I work in an organization that has over 75,000 employees. In our payroll system, each employee has 32 unique banks which store things like Sick Time, Vacation Time, Banked Overtime, etc.
Here are the existing tables
Employee
(
Employee_key INT IDENTITY(1,1)
Lastname,
Firstname
)
Employee Key | Lastname | Firstname
-----------------------------------
100 | Smith | John
Bank
(
Bank_key INT IDENTITY(1,1),
Bank_name VARCHAR(50)
)
Bank_key | Bank_name
---------------------
100 | VACATION
Employee_balance
(
Employee_key INT, --FK to Employee
Bank_key INT, --FK to Bank
Bank_balance NUMERIC(10,5) -- Aggregate value of bank including future dated entries
)
Employee_key | Bank_Key | Bank_Balance
--------------------------------------
100 | 100 | 0
Employee_balance_trans
(
Employee_key INT, --FK to Employee
Bank_key INT, --FK to Bank
Trans_dt DATE -- transaction date that affects the bank
Bank_delta NUMERIC(10,5)
)
Employee_key | Bank_key | Trans_dt | Balance_delta
--------------------------------------------------
100 | 100 | 20230701 | -8.0
100 | 100 | 20230801 | -8.0
100 | 100 | 20230901 | -8.0
100 | 100 | 20231001 | -8.0
100 | 100 | 20231101 | -8.0
This employee has 5 vacation days booked into the future, for a total of 40 hours. As of January 1, the employee had 40 hours in their vacation bank, but because the employee_balance table is net of all future dated entries, I have to do some SQL processing to get the value for a current date.
SELECT eb.employee_key,
eb.bank_key,
'2023-01-01',
eb.employee_balance - ISNULL(SUM(feb.balance_delta), 0)
FROM employee a
INNER JOIN employee_balance eb on eb.employee_key = a.employee_key
LEFT OUTER JOIN wfms.employee_balance_trans ebt ON ebt.balance_key = eb.balance_key
AND ebt.employee_key = eb.employee_key
AND ebt.trans_dt > '2023-01-01'
GROUP BY eb.employee_key, eb.balance_key, eb.employee_balance
Running this query using 2023-01-01 returns a bank value of 40 hours. Running the query on 2023-07-01 returns a value of 32 hours and so on. This query is fine for calculating a single employee balance. The problem starts when a manager of a department with 1000 employees wants to see a report showing the employee banks at the beginning and end of each month.

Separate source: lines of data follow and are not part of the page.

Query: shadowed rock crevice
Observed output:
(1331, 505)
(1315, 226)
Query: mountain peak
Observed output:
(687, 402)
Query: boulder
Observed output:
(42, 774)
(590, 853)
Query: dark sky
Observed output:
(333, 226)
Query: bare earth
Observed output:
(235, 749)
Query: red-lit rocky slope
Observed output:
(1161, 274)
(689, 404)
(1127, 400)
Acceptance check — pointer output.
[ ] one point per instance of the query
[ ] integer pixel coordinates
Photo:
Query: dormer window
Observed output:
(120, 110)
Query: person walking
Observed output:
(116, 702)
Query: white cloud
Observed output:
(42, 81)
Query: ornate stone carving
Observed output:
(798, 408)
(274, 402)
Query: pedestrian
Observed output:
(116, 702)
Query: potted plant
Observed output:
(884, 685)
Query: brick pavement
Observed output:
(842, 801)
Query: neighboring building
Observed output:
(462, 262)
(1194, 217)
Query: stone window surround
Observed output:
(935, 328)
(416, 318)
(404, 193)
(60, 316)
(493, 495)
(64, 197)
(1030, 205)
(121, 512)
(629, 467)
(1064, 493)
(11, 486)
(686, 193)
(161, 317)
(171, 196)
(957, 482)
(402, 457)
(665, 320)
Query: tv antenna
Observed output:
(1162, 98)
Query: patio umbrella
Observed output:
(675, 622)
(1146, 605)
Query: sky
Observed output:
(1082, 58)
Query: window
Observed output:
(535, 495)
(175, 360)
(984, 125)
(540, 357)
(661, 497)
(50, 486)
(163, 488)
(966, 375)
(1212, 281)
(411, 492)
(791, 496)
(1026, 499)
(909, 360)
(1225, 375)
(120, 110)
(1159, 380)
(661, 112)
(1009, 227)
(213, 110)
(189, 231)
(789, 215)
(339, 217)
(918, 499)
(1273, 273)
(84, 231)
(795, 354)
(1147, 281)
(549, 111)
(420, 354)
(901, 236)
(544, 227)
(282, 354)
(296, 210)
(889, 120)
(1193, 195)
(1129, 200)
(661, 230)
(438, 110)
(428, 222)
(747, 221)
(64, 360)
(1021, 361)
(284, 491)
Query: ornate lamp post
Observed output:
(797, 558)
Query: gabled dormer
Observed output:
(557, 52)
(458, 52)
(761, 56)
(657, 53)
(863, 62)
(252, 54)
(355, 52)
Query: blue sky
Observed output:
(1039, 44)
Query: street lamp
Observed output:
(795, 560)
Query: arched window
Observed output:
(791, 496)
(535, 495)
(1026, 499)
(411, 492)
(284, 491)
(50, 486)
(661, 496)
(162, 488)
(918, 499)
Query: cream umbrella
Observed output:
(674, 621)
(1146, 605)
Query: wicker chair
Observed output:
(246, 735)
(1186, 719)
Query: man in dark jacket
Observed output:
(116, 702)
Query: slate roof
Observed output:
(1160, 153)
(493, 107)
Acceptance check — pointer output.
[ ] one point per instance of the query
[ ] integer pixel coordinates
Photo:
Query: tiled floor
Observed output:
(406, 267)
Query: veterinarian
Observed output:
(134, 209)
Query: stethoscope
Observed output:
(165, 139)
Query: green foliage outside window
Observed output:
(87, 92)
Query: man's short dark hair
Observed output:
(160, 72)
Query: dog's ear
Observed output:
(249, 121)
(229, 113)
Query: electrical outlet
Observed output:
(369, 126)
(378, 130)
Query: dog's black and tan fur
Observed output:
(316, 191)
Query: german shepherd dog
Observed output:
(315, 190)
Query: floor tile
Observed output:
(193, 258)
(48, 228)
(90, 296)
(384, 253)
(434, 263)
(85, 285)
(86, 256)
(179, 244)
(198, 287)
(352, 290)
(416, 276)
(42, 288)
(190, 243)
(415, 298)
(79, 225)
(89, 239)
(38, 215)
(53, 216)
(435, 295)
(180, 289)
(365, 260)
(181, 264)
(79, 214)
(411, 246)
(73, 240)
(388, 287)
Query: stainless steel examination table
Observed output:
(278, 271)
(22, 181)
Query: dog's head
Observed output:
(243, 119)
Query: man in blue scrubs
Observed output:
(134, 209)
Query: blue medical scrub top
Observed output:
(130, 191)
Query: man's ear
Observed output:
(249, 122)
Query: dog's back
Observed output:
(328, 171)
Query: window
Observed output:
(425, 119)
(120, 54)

I created a new table as follows:
Employee_bank_history
(
employee_key INT, --FK to employee
bank_key INT, --FK to bank
bank_date DATE,
bank_balance NUMERIC (10,5) -- Contains the bank balance as of the bank date
)
The table has a unique clustered index consisting of employee_key, bank_key and bank_date. The table is also populated every evening with a date range from December 31 2021 to Current Date. The start date gets reset every year, so there will be a maximum of 730 days worth of data. This means that at the maximum date range of 730 days, there will be almost 2 billion rows. (75,000 employees X 32 banks X 730 days.)
Currently, I am loading 950 million rows, and the following INSERT statement takes 30-45 minutes.
DECLARE @StartDate DATE = DATEFROMPARTS(DATEPART (YY, GETDATE())-2, 12, 31)
DECLARE @EndDate DATE = GETDATE()
;
WITH cte_bank_dates AS
(
SELECT [date]
FROM dim_date
WHERE [date] BETWEEN @StartDate AND @EndDate
)
INSERT INTO employee_balance_history
SELECT de.employee_key,
deb.balance_key,
cte.[date],
deb.bank_balance - ISNULL(SUM(feb.bank_delta), 0)
FROM employee de
INNER JOIN employee_balance deb on deb.employee_key = de.employee_key
CROSS JOIN cte_bank_dates cte
LEFT OUTER JOIN employee_balance_trans feb ON feb.balance_key = deb.balance_key
AND feb.employee_key = deb.employee_key
AND feb.bank_date > cte.[date]
GROUP BY de.employee_key, deb.balance_key, cte.[date], deb.bank_balance
OPTION (MAXRECURSION 0)
I use the CTE to get only the dates in the correct range. I need to have each date in the range, so that I know which future dates to exclude from the aggregate option. The resulting query to get bank balances as of a given date is blazing fast.
Today, I had my hands slapped and was told that the CROSS JOIN to the CTE was not needed and to optimize the query because it was slowing everything else down when it runs.
Leaving aside the fact that it will run overnight once in production, I'm left to wonder if there's a better way to populate this table for every employee, every bank and every date. The number of rows is unavoidable, as is the calculation to strip out future dated transactions from the employee bank balance.
Does anyone have any idea how I might make this faster, and less resource intensive on the server?